LiputanToday.Com, Sidoarjo – Setelah satu minggu bersidang, Hakim Pengadilan Negeri (PN) Sidoarjo Teguh Sarosa yang memimpin sidang praperadilan, menolak seluruh gugatan yang diajukan oleh PT Sinerga Nusantara Indonesia. PT Sinerga Nusantara Indonesia sebelumnya diduga melakukan kasus pencemaran LB3 limbah bahan berbahaya dan beracun (LB3) dan banyak melakukan kegiatan di luar dari dokumen perizinan lingkungan yang telah diberikan.
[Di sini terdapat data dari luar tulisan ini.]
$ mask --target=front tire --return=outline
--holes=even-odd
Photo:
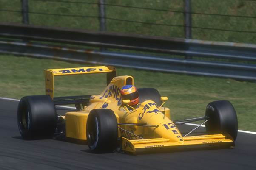
[[[25,139],[53,136],[57,116],[53,101],[48,95],[22,98],[18,106],[17,121],[20,134]]]
[[[97,153],[112,152],[117,145],[117,122],[107,109],[92,110],[87,119],[86,137],[90,150]]]
[[[229,134],[236,140],[238,123],[236,110],[227,100],[216,101],[207,105],[205,116],[209,117],[205,128],[210,133]]]

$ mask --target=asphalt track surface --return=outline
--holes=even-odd
[[[255,134],[239,133],[233,149],[97,154],[85,145],[54,139],[23,140],[17,123],[17,104],[0,99],[0,170],[256,170]],[[186,125],[182,131],[193,128]]]

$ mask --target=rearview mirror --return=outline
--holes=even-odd
[[[168,98],[167,97],[161,97],[160,100],[161,101],[164,102],[168,100]]]

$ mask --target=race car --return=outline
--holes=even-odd
[[[99,95],[54,97],[55,76],[103,73],[107,74],[107,86]],[[203,117],[175,121],[171,119],[170,109],[164,106],[168,97],[161,97],[155,89],[135,89],[133,77],[116,76],[114,67],[49,69],[45,70],[45,75],[46,95],[25,96],[19,103],[18,126],[25,139],[62,134],[67,139],[85,142],[90,150],[97,153],[112,152],[117,148],[137,153],[199,146],[234,146],[238,122],[229,101],[209,103]],[[133,88],[133,95],[138,99],[135,105],[131,104],[132,99],[127,97],[131,95],[125,95],[129,92],[124,90],[124,86]],[[75,110],[65,116],[57,114],[60,105],[71,104]],[[178,128],[199,120],[203,122],[186,134]],[[205,134],[191,135],[204,123]]]

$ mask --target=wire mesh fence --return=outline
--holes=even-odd
[[[0,21],[256,43],[256,0],[0,1]]]

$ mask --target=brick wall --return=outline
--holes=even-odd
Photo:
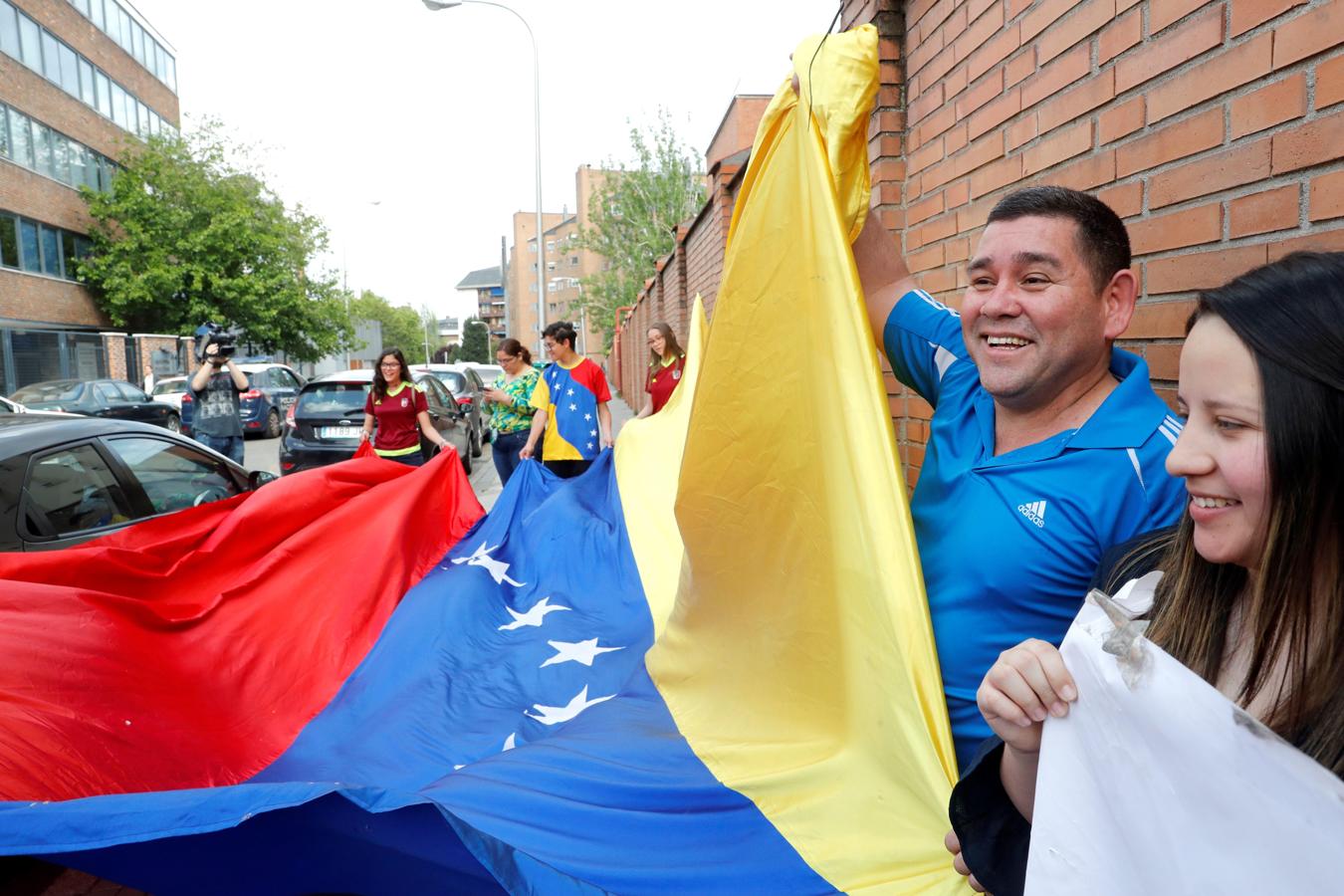
[[[1094,192],[1125,219],[1140,277],[1120,345],[1172,402],[1193,292],[1344,250],[1344,0],[845,0],[841,28],[864,23],[880,38],[872,204],[949,305],[1001,196]],[[706,212],[684,240],[711,313],[731,201],[720,211],[718,242]],[[933,408],[884,375],[913,488]]]
[[[1344,250],[1344,0],[867,0],[845,17],[898,26],[883,71],[903,70],[907,121],[899,102],[875,114],[874,201],[950,305],[1000,196],[1095,192],[1140,274],[1121,345],[1171,402],[1193,290]],[[913,484],[930,408],[888,386]]]

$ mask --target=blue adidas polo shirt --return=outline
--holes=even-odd
[[[910,510],[965,768],[991,735],[976,690],[999,654],[1027,638],[1058,645],[1102,552],[1180,517],[1185,488],[1165,461],[1181,423],[1142,359],[1113,349],[1120,384],[1086,423],[995,457],[995,403],[961,316],[906,293],[883,343],[896,377],[934,406]]]

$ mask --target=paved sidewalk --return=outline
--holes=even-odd
[[[612,411],[612,437],[614,438],[621,434],[621,427],[625,426],[626,420],[634,419],[634,411],[617,396],[616,390],[612,390],[607,408]],[[487,445],[480,457],[472,458],[472,476],[468,477],[476,490],[476,498],[487,510],[495,506],[495,498],[501,490],[500,477],[495,472],[495,461],[491,458],[493,450],[493,445]]]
Sebagaimana, putusan praperadilan No.04/Pid.Pra/2022/PN.Sda, PN Sidoarjo, Hakim PN Sidoarjo menolak permohonan pemohon peraperadilan untuk seluruhnya, menyatakan sah menurut hukum penetapan tersangka korporasi PT SNI, dan membebankan biaya perkara yang timbul kepada pemohon.

Yazid Nurhuda, Direktur Penegakan Hukum Pidana LHK dalam keterangan persnya, Rabu (7/9/2022) mengatakan, kami mengapresiasi putusan hakim PN Sidoarjo serta mendorong seluruh penyidik KLHK agar terus melakukan penegakan hukum terhadap pelaku tindak pidana lingkungan hidup dan kehutanan secara profesional, transparan, dan akuntabel sehingga setiap tindakan hukum aparat PPNS dalam proses pulbaket maupun penyidikan dapat dipertanggungjawabkan secara hukum.

Taqiuddin, Kepala Balai Gakkum KLHK wilayah Jabalnusra, mengatakan, gugatan praperadilan kasus pencemaran limbah bahan berbahaya dan beracun (LB3) tanpa ijin oleh PT. SNI yang berlokasi di Kab. Bandung Barat, berhasil kita menangkan. “Semua ini berkat sinergitas dan kerja sama dengan Tim Dinas Lingkungan Hidup Provinsi Jawa Barat,” ungkap Taqiuddin.